Join us for a three-session (plus an optional fourth session) online course to explore how to make climate education and action integral to broader COVID recovery strategies in small towns and rural communities.
Informing, shepherding, organizing and sustaining climate action in rural communities can be a challenge at any time. To be sure, this is essential work with lots of rewards, but the challenges are undeniable. Now, with many rural communities facing COVID-19 health and economic disruptions, uncertainty about how to carry on business and community life safely, and looming budget cuts, we have heard rural climate leaders wondering how they can be part of a forward-thinking response that also addresses climate change.

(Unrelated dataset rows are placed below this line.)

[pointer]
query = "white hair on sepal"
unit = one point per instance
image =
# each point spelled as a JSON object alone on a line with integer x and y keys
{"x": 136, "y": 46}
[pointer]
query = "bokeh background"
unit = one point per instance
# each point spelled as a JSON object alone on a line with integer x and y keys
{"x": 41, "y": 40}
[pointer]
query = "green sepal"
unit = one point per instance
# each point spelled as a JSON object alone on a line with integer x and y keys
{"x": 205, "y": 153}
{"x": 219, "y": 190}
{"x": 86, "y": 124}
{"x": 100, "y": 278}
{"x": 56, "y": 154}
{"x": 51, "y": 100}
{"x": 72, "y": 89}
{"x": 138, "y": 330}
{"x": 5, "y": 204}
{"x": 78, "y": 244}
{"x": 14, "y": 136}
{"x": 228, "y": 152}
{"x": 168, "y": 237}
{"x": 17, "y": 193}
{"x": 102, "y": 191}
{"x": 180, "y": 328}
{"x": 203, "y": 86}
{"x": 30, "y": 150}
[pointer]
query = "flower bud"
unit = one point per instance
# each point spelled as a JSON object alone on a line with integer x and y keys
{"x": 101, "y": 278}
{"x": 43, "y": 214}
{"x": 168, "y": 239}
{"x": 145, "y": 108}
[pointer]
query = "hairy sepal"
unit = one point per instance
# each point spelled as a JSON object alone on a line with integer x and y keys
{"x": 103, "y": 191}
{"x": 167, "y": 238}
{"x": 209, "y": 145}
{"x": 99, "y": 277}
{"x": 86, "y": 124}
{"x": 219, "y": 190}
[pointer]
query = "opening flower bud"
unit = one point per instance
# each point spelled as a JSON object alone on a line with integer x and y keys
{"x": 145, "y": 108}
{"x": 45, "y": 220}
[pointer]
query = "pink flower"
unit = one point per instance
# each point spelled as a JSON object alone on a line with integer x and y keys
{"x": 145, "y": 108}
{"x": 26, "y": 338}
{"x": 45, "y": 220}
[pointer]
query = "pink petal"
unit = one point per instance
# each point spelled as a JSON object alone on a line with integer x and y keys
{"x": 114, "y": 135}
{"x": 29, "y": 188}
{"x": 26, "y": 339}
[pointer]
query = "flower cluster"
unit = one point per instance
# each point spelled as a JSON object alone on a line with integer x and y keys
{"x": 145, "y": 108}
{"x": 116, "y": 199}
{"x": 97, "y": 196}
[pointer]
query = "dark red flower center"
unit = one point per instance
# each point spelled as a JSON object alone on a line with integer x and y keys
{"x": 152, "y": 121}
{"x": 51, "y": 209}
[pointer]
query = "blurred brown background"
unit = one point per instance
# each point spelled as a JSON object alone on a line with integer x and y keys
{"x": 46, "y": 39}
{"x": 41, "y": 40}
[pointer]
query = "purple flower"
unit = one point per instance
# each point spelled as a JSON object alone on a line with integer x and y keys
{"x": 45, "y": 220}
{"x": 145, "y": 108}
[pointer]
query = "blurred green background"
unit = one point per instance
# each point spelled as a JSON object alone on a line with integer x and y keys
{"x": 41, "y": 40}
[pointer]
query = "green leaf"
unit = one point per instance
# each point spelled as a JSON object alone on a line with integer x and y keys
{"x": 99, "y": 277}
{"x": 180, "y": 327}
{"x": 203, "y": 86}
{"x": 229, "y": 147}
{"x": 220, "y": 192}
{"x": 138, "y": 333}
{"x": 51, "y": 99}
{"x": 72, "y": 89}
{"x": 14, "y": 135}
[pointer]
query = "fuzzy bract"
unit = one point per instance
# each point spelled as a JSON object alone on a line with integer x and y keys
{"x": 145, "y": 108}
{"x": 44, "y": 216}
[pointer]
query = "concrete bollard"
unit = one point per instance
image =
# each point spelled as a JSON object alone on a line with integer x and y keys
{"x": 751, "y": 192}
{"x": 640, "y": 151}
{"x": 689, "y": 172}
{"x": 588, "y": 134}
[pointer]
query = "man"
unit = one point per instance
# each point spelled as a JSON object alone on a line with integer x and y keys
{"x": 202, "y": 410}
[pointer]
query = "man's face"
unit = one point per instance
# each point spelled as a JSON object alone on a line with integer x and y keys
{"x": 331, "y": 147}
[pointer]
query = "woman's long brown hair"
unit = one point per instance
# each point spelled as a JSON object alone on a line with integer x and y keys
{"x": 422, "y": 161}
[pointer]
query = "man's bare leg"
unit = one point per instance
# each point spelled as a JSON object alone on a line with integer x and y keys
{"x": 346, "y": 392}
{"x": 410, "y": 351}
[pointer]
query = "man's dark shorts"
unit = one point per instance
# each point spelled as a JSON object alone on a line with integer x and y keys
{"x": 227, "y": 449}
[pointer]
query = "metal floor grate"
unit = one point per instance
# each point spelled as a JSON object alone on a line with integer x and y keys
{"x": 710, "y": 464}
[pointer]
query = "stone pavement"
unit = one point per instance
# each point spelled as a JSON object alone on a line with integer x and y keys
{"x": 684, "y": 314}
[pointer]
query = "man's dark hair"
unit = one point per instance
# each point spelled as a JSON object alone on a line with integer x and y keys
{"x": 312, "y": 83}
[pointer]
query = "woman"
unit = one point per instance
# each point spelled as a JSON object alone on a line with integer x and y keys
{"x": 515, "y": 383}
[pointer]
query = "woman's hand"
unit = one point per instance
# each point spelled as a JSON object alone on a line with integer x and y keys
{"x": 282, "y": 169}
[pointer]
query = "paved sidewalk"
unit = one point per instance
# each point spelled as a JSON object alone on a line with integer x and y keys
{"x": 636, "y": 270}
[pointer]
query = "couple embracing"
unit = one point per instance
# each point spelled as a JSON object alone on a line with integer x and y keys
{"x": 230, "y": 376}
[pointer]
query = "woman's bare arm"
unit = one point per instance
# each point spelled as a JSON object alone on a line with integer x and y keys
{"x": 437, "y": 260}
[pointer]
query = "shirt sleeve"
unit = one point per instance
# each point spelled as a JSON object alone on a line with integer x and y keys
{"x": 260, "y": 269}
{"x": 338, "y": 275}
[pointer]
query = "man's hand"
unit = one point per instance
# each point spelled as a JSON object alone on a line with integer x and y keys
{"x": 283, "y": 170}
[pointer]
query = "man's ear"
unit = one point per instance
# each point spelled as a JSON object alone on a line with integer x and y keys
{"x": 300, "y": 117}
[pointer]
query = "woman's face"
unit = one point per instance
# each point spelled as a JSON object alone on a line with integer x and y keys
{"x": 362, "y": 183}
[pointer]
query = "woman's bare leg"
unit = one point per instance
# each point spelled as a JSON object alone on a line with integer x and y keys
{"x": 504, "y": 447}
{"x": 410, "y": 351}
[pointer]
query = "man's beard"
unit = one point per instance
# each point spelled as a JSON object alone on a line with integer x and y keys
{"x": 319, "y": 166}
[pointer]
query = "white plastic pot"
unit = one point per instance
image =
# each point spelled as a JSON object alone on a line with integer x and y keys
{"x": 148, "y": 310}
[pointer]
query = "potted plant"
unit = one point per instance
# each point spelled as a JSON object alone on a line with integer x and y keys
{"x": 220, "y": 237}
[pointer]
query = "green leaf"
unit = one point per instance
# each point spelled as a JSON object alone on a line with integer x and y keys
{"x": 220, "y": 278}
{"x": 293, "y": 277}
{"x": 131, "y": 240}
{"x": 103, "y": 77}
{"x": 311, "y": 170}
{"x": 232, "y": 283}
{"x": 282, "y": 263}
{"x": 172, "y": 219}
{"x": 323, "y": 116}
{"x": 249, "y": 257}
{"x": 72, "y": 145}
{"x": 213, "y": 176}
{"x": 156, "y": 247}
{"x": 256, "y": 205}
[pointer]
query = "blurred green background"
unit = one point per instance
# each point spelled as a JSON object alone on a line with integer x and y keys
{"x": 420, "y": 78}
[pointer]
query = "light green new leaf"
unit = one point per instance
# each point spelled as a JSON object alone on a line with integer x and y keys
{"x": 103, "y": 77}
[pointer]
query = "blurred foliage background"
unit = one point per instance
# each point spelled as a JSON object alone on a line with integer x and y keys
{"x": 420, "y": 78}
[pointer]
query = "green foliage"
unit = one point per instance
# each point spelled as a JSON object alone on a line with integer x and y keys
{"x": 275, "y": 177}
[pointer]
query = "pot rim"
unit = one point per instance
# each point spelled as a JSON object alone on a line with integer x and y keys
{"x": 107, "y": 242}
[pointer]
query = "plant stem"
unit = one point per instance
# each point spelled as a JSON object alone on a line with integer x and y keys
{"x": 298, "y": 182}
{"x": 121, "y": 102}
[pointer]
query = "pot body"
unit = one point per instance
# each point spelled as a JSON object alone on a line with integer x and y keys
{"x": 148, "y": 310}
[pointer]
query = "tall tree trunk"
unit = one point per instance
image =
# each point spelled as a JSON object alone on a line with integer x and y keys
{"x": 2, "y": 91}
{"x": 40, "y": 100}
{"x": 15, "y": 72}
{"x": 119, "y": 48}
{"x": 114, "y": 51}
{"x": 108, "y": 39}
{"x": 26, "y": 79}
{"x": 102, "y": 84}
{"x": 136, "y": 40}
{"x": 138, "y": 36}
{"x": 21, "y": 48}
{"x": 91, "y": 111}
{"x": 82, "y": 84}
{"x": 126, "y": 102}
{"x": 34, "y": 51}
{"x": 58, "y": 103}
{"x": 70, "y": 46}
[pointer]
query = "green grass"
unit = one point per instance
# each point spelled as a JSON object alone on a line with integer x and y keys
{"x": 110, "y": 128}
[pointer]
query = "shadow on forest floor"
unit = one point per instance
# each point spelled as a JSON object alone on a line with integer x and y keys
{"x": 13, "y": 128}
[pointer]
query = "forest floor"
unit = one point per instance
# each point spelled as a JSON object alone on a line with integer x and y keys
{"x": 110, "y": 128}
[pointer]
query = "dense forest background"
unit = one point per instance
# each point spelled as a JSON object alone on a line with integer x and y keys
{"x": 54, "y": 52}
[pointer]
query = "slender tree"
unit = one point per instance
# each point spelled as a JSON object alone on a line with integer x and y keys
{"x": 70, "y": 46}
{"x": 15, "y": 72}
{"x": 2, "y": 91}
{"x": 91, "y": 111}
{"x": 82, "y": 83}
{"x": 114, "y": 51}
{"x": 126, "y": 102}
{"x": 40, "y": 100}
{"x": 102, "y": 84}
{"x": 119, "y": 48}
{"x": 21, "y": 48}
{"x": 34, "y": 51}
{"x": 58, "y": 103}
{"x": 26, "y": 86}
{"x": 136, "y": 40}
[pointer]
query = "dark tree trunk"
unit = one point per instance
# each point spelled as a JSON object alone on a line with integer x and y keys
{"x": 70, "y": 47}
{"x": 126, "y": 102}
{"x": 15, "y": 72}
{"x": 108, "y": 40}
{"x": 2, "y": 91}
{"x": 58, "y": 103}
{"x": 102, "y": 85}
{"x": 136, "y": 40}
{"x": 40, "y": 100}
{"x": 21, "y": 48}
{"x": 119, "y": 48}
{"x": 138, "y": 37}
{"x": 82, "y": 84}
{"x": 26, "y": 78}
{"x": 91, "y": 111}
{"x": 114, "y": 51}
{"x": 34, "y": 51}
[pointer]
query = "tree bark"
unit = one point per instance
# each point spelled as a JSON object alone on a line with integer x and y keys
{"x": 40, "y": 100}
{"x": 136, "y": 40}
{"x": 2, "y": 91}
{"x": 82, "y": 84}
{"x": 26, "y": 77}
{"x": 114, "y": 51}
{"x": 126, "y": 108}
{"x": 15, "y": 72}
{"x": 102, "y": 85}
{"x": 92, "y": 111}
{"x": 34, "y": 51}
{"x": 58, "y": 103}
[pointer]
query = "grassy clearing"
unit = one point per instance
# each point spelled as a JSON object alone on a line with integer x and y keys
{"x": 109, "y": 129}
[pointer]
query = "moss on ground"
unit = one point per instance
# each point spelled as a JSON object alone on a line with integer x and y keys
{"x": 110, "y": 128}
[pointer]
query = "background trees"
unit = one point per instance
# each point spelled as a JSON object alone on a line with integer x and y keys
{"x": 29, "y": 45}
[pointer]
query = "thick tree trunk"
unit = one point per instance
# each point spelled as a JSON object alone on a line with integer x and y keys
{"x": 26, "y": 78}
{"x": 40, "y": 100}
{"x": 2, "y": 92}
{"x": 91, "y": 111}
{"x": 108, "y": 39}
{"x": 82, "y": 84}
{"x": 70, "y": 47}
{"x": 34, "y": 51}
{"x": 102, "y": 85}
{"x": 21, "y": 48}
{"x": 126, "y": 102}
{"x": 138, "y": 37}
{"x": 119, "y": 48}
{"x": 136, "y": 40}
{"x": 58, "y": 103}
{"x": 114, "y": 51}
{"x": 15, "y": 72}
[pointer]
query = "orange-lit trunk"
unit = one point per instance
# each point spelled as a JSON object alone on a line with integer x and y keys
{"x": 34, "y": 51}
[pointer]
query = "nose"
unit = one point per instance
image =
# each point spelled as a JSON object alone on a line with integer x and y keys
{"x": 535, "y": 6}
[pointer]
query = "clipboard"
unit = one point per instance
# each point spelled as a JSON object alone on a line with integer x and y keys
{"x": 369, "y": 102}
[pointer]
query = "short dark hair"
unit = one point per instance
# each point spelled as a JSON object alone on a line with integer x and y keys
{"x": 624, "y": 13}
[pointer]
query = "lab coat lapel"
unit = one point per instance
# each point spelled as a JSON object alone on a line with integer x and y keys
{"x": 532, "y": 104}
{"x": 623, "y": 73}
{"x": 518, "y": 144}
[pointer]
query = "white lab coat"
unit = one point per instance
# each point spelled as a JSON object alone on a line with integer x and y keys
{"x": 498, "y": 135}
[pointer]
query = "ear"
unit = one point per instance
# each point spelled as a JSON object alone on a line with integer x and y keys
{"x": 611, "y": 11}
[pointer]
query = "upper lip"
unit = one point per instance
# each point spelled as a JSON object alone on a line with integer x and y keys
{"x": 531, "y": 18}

Rural areas face their own challenges and bring their own strengths to the efforts to recover, rebuild, reimagine and become more resilient. Rural economies were the hardest hit by the 2008 recession and the slowest to recover. In many places, the compounding forces of race, poverty, and geographic isolation hit hard and could also be seen in the immediate and looming threats of climate change, even before the coronavirus pandemic put health, economic, and racial disparities in the spotlight.
This course will help you make climate and resiliency action integral to community recovery even if your town seems too small to make much of an impact or to take the reins; even if there is a lot of competition for time, attention and funds; and even if no one seems to know (or agree on) what to do next. With a focus on what we call “practical resilience,” this course will help you determine how your community can use its resources to prepare for, respond and withstand the twin challenges of COVID-19 and climate change, and at the same time build a better place to live for all of your residents.